The remnants of the Hanoverian cavalry in the center boldly charged across the bridge to attack Ortzen's brigade. Once again, numbers told in favor of the Austrian horse and the Hanoverians were forced back across the bridge. Wrecklessly, a regiment of Austrian dragoons pursued them. On the Prussian right, Puebla and Andlau's Austrians advanced on Von Kaitz's brigade. Musketry plus cannister from a heavy battery inflicted terrible casualties on the white-clad infantry men. In the center, the turn saw both sides continue to blast away at each other with cannon and disciplined volleys.

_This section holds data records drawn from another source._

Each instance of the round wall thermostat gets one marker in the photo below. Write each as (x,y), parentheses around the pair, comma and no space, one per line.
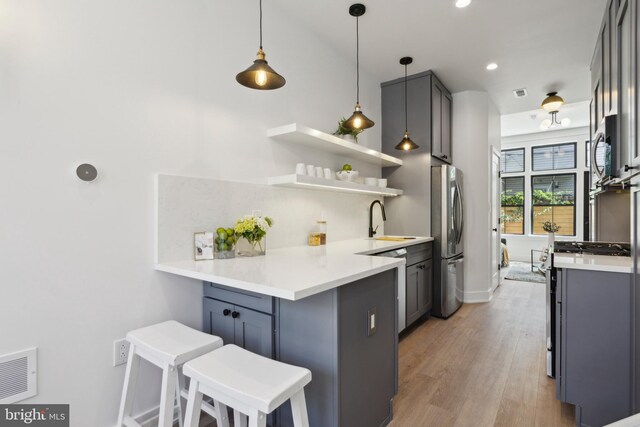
(87,172)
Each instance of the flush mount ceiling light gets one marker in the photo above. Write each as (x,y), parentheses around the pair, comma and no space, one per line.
(551,105)
(406,144)
(260,75)
(357,121)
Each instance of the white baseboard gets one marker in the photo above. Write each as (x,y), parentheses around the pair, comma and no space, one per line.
(476,297)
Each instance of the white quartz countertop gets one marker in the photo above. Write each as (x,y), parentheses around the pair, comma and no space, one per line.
(615,264)
(296,272)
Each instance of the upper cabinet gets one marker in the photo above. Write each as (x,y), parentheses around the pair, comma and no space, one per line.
(429,110)
(614,78)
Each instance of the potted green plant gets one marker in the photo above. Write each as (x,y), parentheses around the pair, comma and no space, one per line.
(341,131)
(251,232)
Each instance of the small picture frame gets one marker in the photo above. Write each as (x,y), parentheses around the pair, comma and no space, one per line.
(203,245)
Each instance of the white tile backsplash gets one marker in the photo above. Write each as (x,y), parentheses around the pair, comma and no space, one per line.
(186,205)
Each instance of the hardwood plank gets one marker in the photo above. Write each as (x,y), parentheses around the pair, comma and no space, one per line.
(484,366)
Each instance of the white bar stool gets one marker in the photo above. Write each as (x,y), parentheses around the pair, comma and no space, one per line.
(251,384)
(167,345)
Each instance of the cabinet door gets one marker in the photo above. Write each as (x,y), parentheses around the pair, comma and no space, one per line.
(254,331)
(218,320)
(625,131)
(425,291)
(436,119)
(446,127)
(612,85)
(634,151)
(413,284)
(605,40)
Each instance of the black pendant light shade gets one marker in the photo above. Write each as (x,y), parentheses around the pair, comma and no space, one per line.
(406,144)
(260,75)
(358,121)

|Von Kanitz greets the Austrian advance with a heavy dose of cannister|
|Bevern's Prussians slugging it out with D'Air's Bavarians|
|A second bold charge by Hanoverian horsemen|
The pursuing Austrian dragoons were peppered with musketry and scores of saddles were emptied. Despite this, they closed with the Hanoverian horsemen and succeeded in driving them from the field. The Prussians are the first to lose a brigade.
Von Kanitz administered more punishment on the Austrians before him. The inexperienced commanders were realizing their mistake of not deploying their artillery to aid in the attack.
|The Austrian pontoon bridge.|
|Rash Austrian dragoons being fired upon by a host of infantry|
|Von Kanitz enjoying firing at the hapless Austrian infantry|
Despite their heavy losses, Andlau charges a battalion at an elite battalion of Prussians. The men in miter caps roll snake eyes on their morale check, but still pass due to their elite status and defeat the enemy. The resulting retreat unforms the supporting battalions it has to pass through. The Austrian left is in serious trouble. However, General Bevern's men are repulsed by D'Air's Bavarians, which appears to balance things out. Also on this turn, both sides receive reinforcements; Von Luckner's militia and Waldner's French brigade.